Politiquement, un Président sortant bénéficie ainsi d’une légitimité qui s’impose. Dès lors que le droit (et sa santé physique) le lui permet, il est le candidat légitime de son camp. Ce dernier sera jugé à l’aune du bilan du premier. Or qui de mieux placé que lui pour défendre son propre bilan ? De surcroît, c’est le seul instant où un Président, soi-disant politiquement irresponsable, connaît pleinement la seule responsabilité politique qui est la sienne : devant le peuple qui l’a élu. Soit il valide le mandat passé et confirme un Président satisfaisant, soit il le tient pour responsable et renvoie un Président insatisfaisant.
Pratiquement, enfin, il est délicat, pour un Président en exercice, de se confronter à de telles primaires. Pour une question de temps, d’abord : présider aux destinées d’un État n’est pas rien et occupe convenablement l’agenda. Surtout en période de crise économique. Surtout en période d’alerte terroriste. Surtout en période de difficultés politiques européennes et internationales. Et le cumul des trois amoindrit d’autant le temps à disposition. Pour une question de fonction, ensuite : plonger dans le débat de la campagne électorale n’est déjà pas aisé pour un Président en exercice placé au-dessus des contingences partisanes, mais au moins peut-il défendre la politique qu’il a conduite. À l’inverse, plonger dans le débat des primaires le confronte à son propre camp, qui l’a pourtant soutenu au cours de son mandat et dont la politique conduite est donc (censée) être la même.
Pourtant, François Hollande ne peut échapper aux primaires s’il souhaite être candidat, pour trois raisons stratégiques.
Il doit regagner en légitimité, d’abord. En effet, contesté en tant que Président, il a besoin d’être soutenu en tant que candidat.

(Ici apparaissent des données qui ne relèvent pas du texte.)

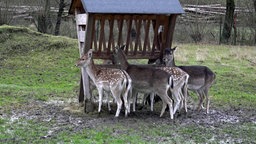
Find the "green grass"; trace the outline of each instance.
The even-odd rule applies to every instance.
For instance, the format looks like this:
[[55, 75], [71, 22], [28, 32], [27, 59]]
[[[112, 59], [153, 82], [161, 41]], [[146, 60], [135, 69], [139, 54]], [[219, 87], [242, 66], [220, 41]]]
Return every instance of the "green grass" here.
[[[56, 121], [12, 121], [10, 116], [29, 102], [77, 97], [77, 40], [0, 26], [0, 43], [0, 143], [227, 143], [228, 138], [231, 143], [255, 141], [253, 123], [209, 127], [143, 120], [137, 120], [134, 127], [117, 122], [77, 131], [72, 125], [63, 125], [44, 138]], [[216, 73], [210, 89], [211, 107], [256, 108], [255, 47], [178, 44], [175, 57], [177, 65], [206, 65]]]

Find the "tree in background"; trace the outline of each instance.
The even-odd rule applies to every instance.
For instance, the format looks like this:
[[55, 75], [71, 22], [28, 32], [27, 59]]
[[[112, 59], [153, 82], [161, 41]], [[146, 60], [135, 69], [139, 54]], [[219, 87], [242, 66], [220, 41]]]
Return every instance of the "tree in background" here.
[[64, 12], [64, 8], [68, 5], [69, 5], [68, 3], [65, 3], [65, 0], [59, 0], [59, 10], [58, 10], [58, 14], [57, 14], [54, 35], [60, 34], [60, 24], [61, 24], [62, 15]]
[[37, 30], [41, 33], [50, 33], [52, 28], [50, 14], [50, 0], [45, 0], [45, 6], [37, 15]]
[[256, 0], [253, 0], [253, 6], [254, 6], [254, 45], [256, 45]]
[[235, 11], [234, 0], [226, 0], [226, 15], [225, 15], [222, 34], [221, 34], [221, 43], [228, 43], [229, 41], [232, 27], [234, 24], [234, 11]]

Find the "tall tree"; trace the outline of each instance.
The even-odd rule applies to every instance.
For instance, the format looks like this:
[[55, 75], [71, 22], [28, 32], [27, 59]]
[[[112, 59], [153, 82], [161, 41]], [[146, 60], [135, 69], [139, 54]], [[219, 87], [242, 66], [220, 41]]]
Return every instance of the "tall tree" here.
[[[256, 14], [256, 0], [253, 0], [254, 12]], [[254, 15], [254, 23], [256, 24], [256, 16]], [[254, 25], [254, 45], [256, 45], [256, 26]]]
[[37, 16], [37, 29], [39, 32], [47, 33], [52, 27], [51, 14], [50, 14], [50, 0], [45, 0], [44, 10]]
[[234, 24], [235, 1], [226, 0], [226, 15], [221, 34], [221, 43], [228, 43]]
[[59, 35], [60, 34], [61, 17], [62, 17], [62, 14], [64, 12], [64, 8], [67, 5], [68, 4], [65, 3], [65, 0], [60, 0], [59, 1], [59, 11], [58, 11], [58, 14], [57, 14], [57, 21], [56, 21], [55, 30], [54, 30], [54, 34], [55, 35]]

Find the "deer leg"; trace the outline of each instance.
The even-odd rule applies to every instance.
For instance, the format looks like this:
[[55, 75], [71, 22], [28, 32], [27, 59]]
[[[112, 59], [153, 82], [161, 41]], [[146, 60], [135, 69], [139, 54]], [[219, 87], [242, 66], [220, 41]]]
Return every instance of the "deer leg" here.
[[154, 110], [154, 97], [155, 97], [155, 94], [151, 93], [150, 94], [150, 109], [151, 109], [151, 111]]
[[173, 110], [173, 114], [176, 113], [177, 109], [179, 108], [180, 106], [180, 96], [179, 96], [179, 90], [177, 90], [176, 88], [173, 89], [173, 93], [172, 93], [172, 96], [174, 98], [174, 104], [175, 104], [175, 107], [174, 107], [174, 110]]
[[107, 103], [108, 103], [108, 111], [110, 112], [111, 111], [111, 106], [110, 106], [110, 98], [109, 98], [109, 92], [106, 92], [106, 91], [104, 91], [104, 94], [106, 95], [106, 99], [107, 99]]
[[199, 99], [199, 102], [198, 102], [198, 105], [197, 105], [197, 111], [200, 111], [200, 109], [202, 108], [202, 103], [203, 103], [203, 98], [202, 98], [202, 93], [200, 90], [196, 90], [195, 91], [196, 94], [198, 95], [198, 99]]
[[101, 105], [102, 105], [102, 95], [103, 95], [103, 89], [102, 87], [97, 87], [98, 93], [99, 93], [99, 107], [98, 107], [98, 112], [100, 113], [101, 111]]
[[132, 98], [133, 98], [133, 112], [135, 112], [135, 106], [136, 106], [136, 99], [138, 96], [138, 92], [137, 91], [132, 91]]
[[206, 97], [206, 113], [209, 113], [209, 107], [210, 107], [210, 99], [208, 96], [208, 88], [204, 89], [204, 96]]
[[113, 89], [111, 88], [111, 92], [112, 92], [112, 95], [115, 97], [116, 99], [116, 103], [117, 103], [117, 109], [116, 109], [116, 115], [115, 117], [118, 117], [119, 114], [120, 114], [120, 111], [121, 111], [121, 108], [122, 108], [122, 99], [120, 97], [121, 95], [121, 91], [119, 92], [117, 89]]
[[130, 113], [130, 107], [129, 107], [129, 102], [128, 102], [128, 92], [129, 89], [126, 89], [124, 94], [123, 94], [123, 100], [124, 100], [124, 106], [125, 106], [125, 117], [127, 117], [128, 113]]
[[160, 96], [160, 98], [162, 99], [162, 102], [163, 102], [160, 117], [163, 116], [166, 106], [168, 104], [169, 111], [170, 111], [170, 117], [171, 117], [171, 119], [173, 119], [172, 99], [168, 96], [167, 91], [165, 93], [158, 93], [158, 95]]
[[162, 116], [163, 116], [164, 111], [165, 111], [165, 109], [166, 109], [166, 107], [167, 107], [167, 103], [166, 103], [164, 100], [162, 100], [162, 102], [163, 102], [163, 105], [162, 105], [162, 110], [161, 110], [160, 117], [162, 117]]
[[185, 83], [183, 88], [182, 88], [182, 94], [183, 94], [183, 100], [184, 100], [184, 107], [186, 113], [188, 112], [188, 106], [187, 106], [187, 97], [188, 97], [188, 87], [187, 84]]

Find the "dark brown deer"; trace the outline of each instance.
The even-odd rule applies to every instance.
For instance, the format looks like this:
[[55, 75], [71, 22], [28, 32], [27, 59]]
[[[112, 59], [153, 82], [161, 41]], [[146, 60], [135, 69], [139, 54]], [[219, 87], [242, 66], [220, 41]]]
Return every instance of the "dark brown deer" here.
[[115, 64], [121, 65], [121, 68], [125, 70], [132, 79], [132, 96], [133, 96], [133, 111], [135, 111], [135, 100], [138, 92], [159, 95], [162, 99], [162, 110], [160, 117], [165, 112], [168, 105], [170, 117], [173, 119], [173, 106], [172, 99], [168, 96], [168, 91], [172, 87], [172, 77], [169, 73], [160, 69], [149, 68], [138, 65], [131, 65], [126, 59], [126, 55], [122, 50], [125, 46], [117, 47], [113, 52], [113, 60]]
[[84, 67], [89, 77], [95, 84], [99, 93], [99, 107], [98, 112], [101, 111], [103, 90], [111, 92], [117, 102], [117, 110], [115, 117], [119, 116], [122, 107], [123, 96], [125, 105], [125, 116], [130, 112], [130, 104], [127, 100], [128, 92], [131, 90], [131, 78], [124, 71], [120, 69], [98, 67], [94, 64], [92, 58], [92, 49], [84, 54], [77, 62], [77, 66]]
[[206, 113], [209, 113], [210, 99], [208, 92], [213, 82], [215, 81], [216, 75], [206, 66], [176, 66], [174, 60], [175, 48], [167, 48], [163, 61], [166, 66], [179, 67], [183, 71], [189, 74], [188, 89], [194, 91], [199, 97], [199, 103], [197, 109], [200, 110], [203, 107], [203, 101], [206, 98]]

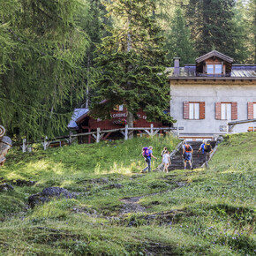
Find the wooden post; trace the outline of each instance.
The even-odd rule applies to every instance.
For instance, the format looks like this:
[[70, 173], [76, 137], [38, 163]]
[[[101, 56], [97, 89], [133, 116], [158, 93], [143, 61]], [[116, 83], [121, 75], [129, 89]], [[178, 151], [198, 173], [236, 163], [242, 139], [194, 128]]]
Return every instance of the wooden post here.
[[[92, 131], [91, 129], [88, 129], [89, 132], [91, 132], [91, 131]], [[88, 144], [91, 144], [91, 141], [92, 141], [92, 135], [90, 134], [88, 138]]]
[[48, 138], [47, 138], [47, 136], [46, 136], [46, 137], [44, 138], [44, 141], [43, 141], [43, 144], [42, 144], [42, 145], [43, 145], [43, 150], [46, 150], [46, 149], [47, 149], [47, 144], [48, 144], [48, 143], [47, 143], [47, 139], [48, 139]]
[[125, 124], [124, 140], [128, 139], [128, 124]]
[[22, 143], [22, 152], [25, 153], [26, 149], [26, 139], [23, 139], [22, 142], [23, 142]]
[[101, 128], [97, 128], [96, 143], [99, 143], [100, 142], [100, 132], [101, 132]]
[[69, 146], [72, 145], [72, 132], [70, 132], [70, 136], [69, 136]]

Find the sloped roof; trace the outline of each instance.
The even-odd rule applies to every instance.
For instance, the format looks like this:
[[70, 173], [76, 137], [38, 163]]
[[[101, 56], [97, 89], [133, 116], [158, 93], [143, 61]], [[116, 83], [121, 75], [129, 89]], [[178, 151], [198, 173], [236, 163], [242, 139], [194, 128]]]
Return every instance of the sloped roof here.
[[[174, 76], [174, 67], [169, 67], [165, 70], [165, 72], [169, 79], [186, 79], [194, 78], [199, 79], [196, 76], [196, 65], [187, 64], [184, 67], [179, 68], [179, 75]], [[213, 78], [222, 78], [222, 79], [256, 79], [256, 64], [255, 65], [246, 65], [246, 64], [234, 64], [232, 65], [232, 70], [230, 72], [230, 77], [222, 77], [222, 75], [206, 75], [201, 76], [203, 79], [213, 79]]]
[[68, 124], [69, 129], [78, 129], [79, 126], [76, 123], [76, 121], [81, 117], [82, 116], [87, 114], [89, 112], [89, 109], [75, 109], [74, 112], [72, 117], [72, 120], [70, 121]]
[[203, 55], [203, 56], [201, 56], [200, 57], [198, 57], [196, 59], [196, 63], [200, 63], [200, 62], [202, 62], [202, 61], [204, 61], [204, 60], [206, 60], [207, 58], [210, 58], [212, 56], [217, 56], [217, 57], [219, 57], [219, 58], [221, 58], [221, 59], [222, 59], [222, 60], [224, 60], [224, 61], [228, 62], [228, 63], [230, 63], [230, 64], [233, 63], [233, 61], [234, 61], [231, 57], [224, 55], [224, 54], [222, 54], [222, 53], [221, 53], [221, 52], [219, 52], [217, 50], [212, 50], [212, 51], [210, 51], [210, 52], [208, 52], [208, 53], [207, 53], [207, 54], [205, 54], [205, 55]]

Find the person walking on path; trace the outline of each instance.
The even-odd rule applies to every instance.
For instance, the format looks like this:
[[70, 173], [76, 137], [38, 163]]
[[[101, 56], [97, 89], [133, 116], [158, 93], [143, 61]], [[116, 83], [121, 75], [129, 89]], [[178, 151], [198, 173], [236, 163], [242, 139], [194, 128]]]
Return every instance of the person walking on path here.
[[[163, 149], [162, 150], [162, 153], [161, 153], [161, 157], [162, 159], [162, 156], [165, 153], [165, 151], [167, 151], [167, 147], [164, 147]], [[163, 159], [162, 159], [163, 160]], [[161, 162], [161, 164], [158, 166], [157, 168], [159, 170], [161, 171], [164, 171], [163, 169], [164, 169], [164, 163], [163, 163], [163, 161]]]
[[157, 159], [156, 157], [154, 157], [153, 155], [152, 150], [153, 150], [152, 146], [150, 146], [148, 147], [143, 147], [143, 149], [142, 149], [142, 155], [144, 156], [145, 162], [147, 162], [147, 167], [142, 169], [142, 171], [141, 171], [142, 173], [147, 172], [147, 169], [148, 169], [148, 172], [151, 171], [151, 157]]
[[203, 141], [201, 144], [198, 153], [202, 152], [202, 154], [205, 156], [205, 166], [206, 168], [209, 168], [208, 162], [210, 160], [210, 155], [213, 151], [212, 146], [211, 146], [211, 141], [208, 140], [206, 142], [206, 140]]
[[163, 171], [168, 173], [168, 167], [171, 164], [169, 160], [169, 151], [165, 150], [162, 154], [162, 163], [163, 163]]
[[184, 169], [186, 169], [186, 162], [190, 164], [191, 169], [192, 169], [192, 154], [193, 153], [193, 149], [191, 145], [187, 144], [186, 141], [184, 141], [183, 145], [183, 151], [182, 154], [184, 157]]

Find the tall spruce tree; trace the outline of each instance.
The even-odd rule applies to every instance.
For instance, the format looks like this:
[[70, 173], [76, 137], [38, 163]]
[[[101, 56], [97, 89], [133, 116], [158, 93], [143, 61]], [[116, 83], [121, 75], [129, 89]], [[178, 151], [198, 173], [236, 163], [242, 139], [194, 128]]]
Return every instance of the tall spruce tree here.
[[256, 0], [249, 0], [245, 5], [246, 33], [248, 41], [246, 46], [249, 50], [247, 63], [256, 64]]
[[212, 49], [236, 56], [233, 8], [235, 0], [190, 0], [186, 18], [200, 55]]
[[98, 48], [96, 80], [98, 96], [94, 116], [109, 117], [110, 110], [124, 104], [128, 125], [133, 126], [136, 113], [142, 109], [148, 120], [170, 120], [163, 110], [169, 107], [169, 88], [164, 74], [166, 53], [162, 50], [161, 29], [154, 19], [155, 1], [115, 0], [106, 4], [109, 15], [118, 22], [107, 27]]
[[173, 57], [178, 56], [181, 59], [181, 64], [194, 63], [197, 54], [190, 38], [190, 29], [185, 24], [182, 10], [179, 7], [175, 10], [169, 29], [165, 44], [165, 48], [169, 50], [168, 58], [172, 60]]
[[[0, 123], [19, 136], [66, 128], [84, 91], [85, 0], [0, 0]], [[70, 111], [71, 109], [69, 109]]]

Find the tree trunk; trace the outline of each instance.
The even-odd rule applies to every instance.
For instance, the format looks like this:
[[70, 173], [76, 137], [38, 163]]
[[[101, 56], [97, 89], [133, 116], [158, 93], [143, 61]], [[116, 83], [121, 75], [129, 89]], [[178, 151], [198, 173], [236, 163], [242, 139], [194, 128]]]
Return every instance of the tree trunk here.
[[[128, 112], [127, 115], [127, 124], [128, 128], [133, 128], [133, 114], [132, 112]], [[133, 138], [133, 132], [128, 136], [129, 139]]]

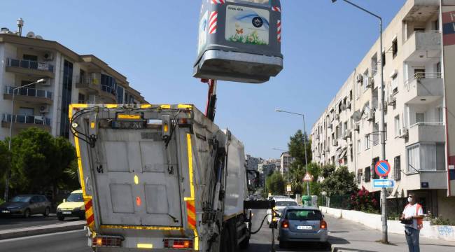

Les primaires lui offriront une légitimité que nul ne pourra alors lui contester, hormis le peuple, lors de l’élection. Si quelqu’un devait se risquer à la contester, il ne pourrait le faire qu’en étant lui-même candidat à l’élection présidentielle. Mais ce serait alors face à un candidat désigné au terme d’un processus démocratique, avec les risques politiques que cela comporte s’il est issu du « camp présidentiel ». À moins qu’il ne le fasse en étant candidat aux primaires, pour alors soutenir l’unique candidat investi.
Il a besoin de recréer une solidarité à gauche, ensuite. Tel est l’objectif de ces primaires : désigner le candidat de la gauche de gouvernement, que tous les autres participants et partis politiques s’engagent à soutenir. Ce n’est qu’ainsi que les éventuels dissidents pourront être ralliés au candidat. Ce n’est qu’ainsi que François Hollande, s’il est investi, pourra faire taire ceux qui, pour l’heure, le contestent. Ce n’est qu’ainsi que la gauche gouvernementale pourra être soudée et espérer gagner les élections.
Il lui faut occuper le terrain médiatique, enfin. Nul doute que les primaires de 2011, dont on parlait continuellement et presque exclusivement plus d’un an avant l’élection, ont largement contribué à la victoire de 2012. Nul doute que l’opposition actuelle a voulu saisir l’occasion de faire de même. Nul doute que la majorité ne veut pas se laisser prendre à son propre piège. Organiser des primaires permet ainsi à cette majorité de répondre aux coups qu’entend lui porter une opposition à sept voix.
Cette stratégie pourrait être suffisante pour conjurer le sort des Présidents américains sortants, confrontés à ce type de primaires.